If you’ve ever had a cut in your mouth or tasted a sprinkle of plasma and hemoglobin, you might have realized the sanguine fluid carries a bitter metallic flavor. The metal you taste comes from the high iron levels in blood—a normal range in adults is 60 to 170 micrograms per deciliter. Unlike vampire bats, which have evolved to stomach large doses of iron, humans carry a gene that prevents absorption of the mineral. Barrios says humans cannot properly digest blood and its rich iron content, along with all the nutrients we get from our usual diet. “An excess [of iron] is toxic to humans, and in some cases, even fatal,” she warns. “An overdose of iron can cause severe vomiting, diarrhea, abdominal pain, dehydration, and even death in children.” 

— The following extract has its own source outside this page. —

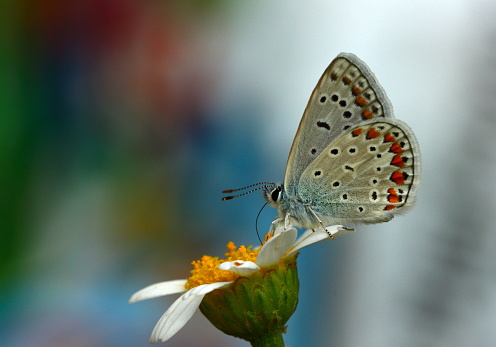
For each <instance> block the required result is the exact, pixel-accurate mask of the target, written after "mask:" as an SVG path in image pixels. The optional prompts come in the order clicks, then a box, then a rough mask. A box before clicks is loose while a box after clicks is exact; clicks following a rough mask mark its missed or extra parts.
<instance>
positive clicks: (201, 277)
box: [129, 225, 353, 346]
mask: <svg viewBox="0 0 496 347" xmlns="http://www.w3.org/2000/svg"><path fill="white" fill-rule="evenodd" d="M351 231H353V229H347V228H344V227H343V226H341V225H337V226H331V227H327V230H317V231H312V230H307V231H306V232H305V233H303V235H302V236H301V237H300V238H298V239H296V237H297V231H296V229H294V228H291V229H287V230H281V229H277V230H275V231H274V232H273V233H269V234H268V236H266V241H264V243H263V245H262V247H261V248H259V249H251V248H250V247H244V246H240V247H239V248H236V247H235V245H234V243H232V242H230V243H228V245H227V249H228V252H227V253H226V254H225V255H226V257H227V258H225V259H219V258H218V257H210V256H203V257H202V258H201V259H200V260H196V261H193V262H192V264H193V267H194V269H193V270H192V271H191V274H192V275H191V277H189V278H188V279H182V280H174V281H166V282H160V283H155V284H152V285H150V286H148V287H146V288H144V289H142V290H140V291H138V292H137V293H135V294H134V295H133V296H132V297H131V299H130V300H129V302H136V301H141V300H145V299H151V298H155V297H159V296H163V295H169V294H177V293H184V294H182V295H181V296H180V297H179V298H178V299H177V300H176V301H175V302H174V303H173V304H172V305H171V306H170V307H169V309H168V310H167V311H166V312H165V313H164V315H163V316H162V317H161V318H160V320H159V321H158V323H157V324H156V326H155V328H154V329H153V332H152V335H151V339H150V342H151V343H155V342H157V341H159V340H160V341H167V340H168V339H170V338H171V337H172V336H173V335H174V334H175V333H176V332H178V331H179V330H180V329H181V328H182V327H183V326H184V325H185V324H186V323H187V322H188V321H189V320H190V318H191V317H192V316H193V314H194V313H195V311H196V309H197V308H200V311H201V312H202V313H203V314H204V315H205V316H206V317H207V318H208V319H209V321H210V322H211V323H212V324H213V325H214V326H215V327H217V328H218V329H220V330H221V331H223V332H224V333H226V334H229V335H232V336H235V337H238V338H242V339H244V340H247V341H249V342H250V343H251V344H252V346H284V341H283V339H282V333H283V332H284V331H285V324H286V322H287V321H288V319H289V318H290V317H291V315H292V314H293V312H294V311H295V309H296V306H297V304H298V289H299V282H298V272H297V269H296V256H297V254H298V252H299V250H300V249H302V248H304V247H306V246H309V245H312V244H314V243H317V242H321V241H326V240H330V239H332V238H335V237H337V236H341V235H343V234H347V233H349V232H351Z"/></svg>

Iron overload, or hemochromatosis, can produce symptoms of fatigue, joint pain in the hands and knees, low sex drive, and darkening skin color—a stark contrast to the glittery white skin Edward Cullen pulls off. What’s more, complications of hemochromatosis can lead to the development of cirrhosis, diabetes, or heart failure. 

Both Purdy and Barrios say there is insufficient research to support any benefit of drinking human blood. (It won’t make you younger or give you a better high.) And while blood is a cocktail of different vitamins and minerals, we can find these same nutrients in food. “There is no exclusive benefit drinking human blood would give you that you couldn’t get from another dietary source,” explains Purdy. “If you’re looking for iron, you can eat red meat or spinach.” Besides, blood doesn’t have enough of every nutrient a person needs to survive: The human body cannot produce vitamin C, which is usually obtained from citrus, cruciferous vegetables, and supplements. 

[Related on PopSci+: Has the fountain of youth been in our blood all along?]

Another complication to living out any vampire fantasies: mismatching blood types. In normal circumstances, the consumed blood would be processed and eliminated through your GI tract. However, if someone has an ulcer or another open wound in their digestive system, Purdy says there is a chance of the blood getting mixed into your own. If the other person has a blood type that does not match up, you risk an intense immune reaction. “On the off chance incompatible blood types did mix, red blood cells would break down and form antibodies that attack each other,” she explains.

If you still have a morbid curiosity to see what human blood tastes like, both experts suggest trying only a few drops. But before you experiment, consider testing the sample to make sure the blood type is compatible with yours and there are no transmittable diseases. Purdy says that “as with all exchanges of bodily fluids, do so wisely with a well-informed understanding of the other person’s medical condition.” Hopefully, Megan and Machine Gun checked with their doctors first.